We work every day to improve the educational flow of our courses, and while our weighted hint & point system can be a great motivator for some students it can also be frustrating for others, as we've discovered. We have plans to improve it in the future as Eric mentioned above.

I can't stress enough how valuable honest criticism like this is to us, thanks.


'He said Codecademy wasn’t just about teaching people to be programmers, but about helping people learn higher skills. “There are definitely people who become programmers through the site, but there are also people using these courses to level up what they are doing anyway, like someone going from being an administrative assistant, to someone who can write HTML and CSS for email campaigns.”'

Love the concept of 'higher' in this quote. Some become programmers, but some learn 'higher skills' - like writing html. The whole idea of higher (and presumably lower) is fascinating. HTML and CSS is higher than administrative assistant. Does anyone here understand how hard it is to be an admin assistant??? A PA, essentially... Much much harder than hacking a bunch of tweaks on top of bootstrap or whatever.

And, incidentally, this whole higher/lower bullshit is what your "founders"/"funders" arses think about you - you are the bitches with the "lower skills" and one day, if you learn, you'll get your own bitches with the "low skills" who will code your marvellously fantastic idea and if it fails it's because they hired muppets, and if it succeeds, it's because they are the next messiah.


There's CodeCademy and then there's CodeAcademy. The latter was registered in 2002 while the former was registered in 2011.

Frankly, I'm surprised CodeAcademy hasn't complained about this. When you search for CodeAcademy the results default to CodeCademy.

I don't know any of the players, and maybe it doesn't matter, but wouldn't a first-use trademark dispute tend to defer to the 2002 registration?


CodeAcademy.com currently redirects to CodeCademy.com (I suspect CodeCademy bought the domain now that they have investment money).


if you're talking about CodeAcademy.org, they do seem to complain about it all the time.



It looks like CodeAcademy.com redirects to CodeCademy.com.

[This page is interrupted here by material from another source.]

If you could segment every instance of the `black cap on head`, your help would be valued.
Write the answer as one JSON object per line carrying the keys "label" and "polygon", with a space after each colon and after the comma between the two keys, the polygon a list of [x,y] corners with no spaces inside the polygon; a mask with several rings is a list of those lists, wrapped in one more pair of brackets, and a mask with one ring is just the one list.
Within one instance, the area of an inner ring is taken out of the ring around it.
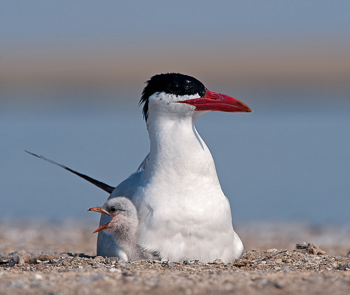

I did the first 5 weeks of Code Year. But it turned out to take too much of my time with less than optimal results. Honestly, reading "JavaScript: The Good Parts" by Douglas Crockfordm, saves a lot of time and gives you a more enlightening experience relating to understanding JavaScript.


Were you completely new to programming or were you just trying to learn Javascript as a non JS programmer? Because if the latter, then I think you're in the wrong audience for CA?


Congrats guys - met Zach a couple of days ago as a friend went working for them... these guys will do big things!


So let's have some analysis, guys. Does this mean the bubble is still going?